As I write this, Alexander Borodin's "In The Steppes of Central Asia" is playing in the background. This is not quite the soundtrack of Tulpan, Sergei Dvortsevoy's latest film from his native Kazakhstan (though he now lives in Moscow). He is an ethnic Russian, a minority that represents 30% of the Kazakh population and whose language is still the most widely spoken. No, Borodin's majestic orchestral portrait might be a touch out of place in this film where the most memorable tunes are some Kazakh pastoral folk songs and Boney M.'s "By The Rivers of Babylon." I defy you to leave the cinema without that great reggae beat reverberating in your brain. When you see Tulpan, you'll appreciate just how incongruous and yet strangely appropriate that track is in the trackless steppe.
Maybe that's the best frame of mind in which to approach this film: there is understated humor, little dialogue, and vistas that are more desolate than majestic. Other recent films that portray nomadic life in yurts (Tuya's Marriage and Cave of the Yellow Dog come to mind) show a rather more romantic and richly pastoral view of the steppe.

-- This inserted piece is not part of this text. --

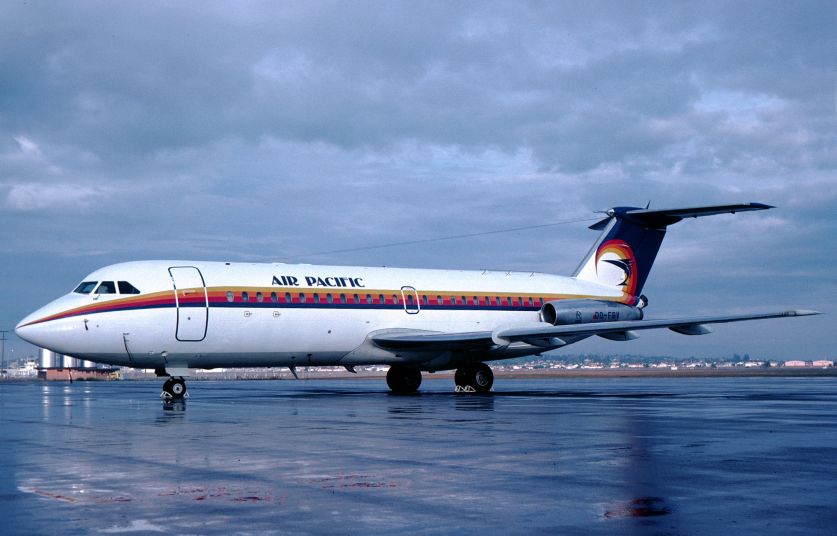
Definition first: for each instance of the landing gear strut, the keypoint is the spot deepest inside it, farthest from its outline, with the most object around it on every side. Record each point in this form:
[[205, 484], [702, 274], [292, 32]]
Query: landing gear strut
[[403, 380], [174, 389], [475, 378]]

Here it's mainly dust, and the sheep need to get to greener pastures - or else.
But the main preoccupation is getting the lead character Asa hooked up with Tulpan, the mysterious maid in the neighboring yurt. "Cherchez la femme," they might say in Kazakhstan - and they do (I have that on highest authority from the family Kazakh expert, my son, who spent several months there and was intrigued to hear a stream of Russian or Kazakh interspersed with French expressions like "cherchez la femme").

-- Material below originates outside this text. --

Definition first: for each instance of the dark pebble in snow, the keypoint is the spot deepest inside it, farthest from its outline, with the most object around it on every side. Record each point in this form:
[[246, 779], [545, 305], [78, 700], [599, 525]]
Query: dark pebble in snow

The original sense of "chercher femme" is to get married, and Asa's Kazakh dream - wife, yurt, camel, sheep - is sketched out on the collar flap of his Russian naval uniform. Though we're ostensibly in post-Soviet Kazakhstan, the ties between the new republic and Mother Russia obviously go beyond use of the lingua franca. Asa has just been demobbed, and try as he might, his stories of maritime adventure don't seem to impress Tulpan and her parents.

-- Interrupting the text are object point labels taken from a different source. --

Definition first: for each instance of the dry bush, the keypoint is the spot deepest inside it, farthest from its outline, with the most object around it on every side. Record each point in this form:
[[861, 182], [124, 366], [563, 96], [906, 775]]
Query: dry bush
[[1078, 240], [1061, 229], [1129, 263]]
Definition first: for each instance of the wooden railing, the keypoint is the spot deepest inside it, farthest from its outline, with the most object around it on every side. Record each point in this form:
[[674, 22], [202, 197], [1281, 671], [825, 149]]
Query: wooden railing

Director Sergei Dvortsevoy has a solid record of achievement in the world of documentary film making, though this is his first feature film. His documentarian experience shows in the detail of nomadic life, and there are little inside jokes on his past as a radio/aviation engineer - the nomad kid who is always glued to his transistor radio, and relays the news that he has memorized to his family.
Dvortsevoy was interviewed in a Russian journal a few years ago on his philosophy of film making, before his breakout from documentary films, here translated for the Institute of Documentary Film (IDF)
You only have to look at the poster above to see what he means by metaphysical images in everyday life. If you too are fond of life, check out Tulpan. And be ready for Boney M. in the Steppes of Central Asia.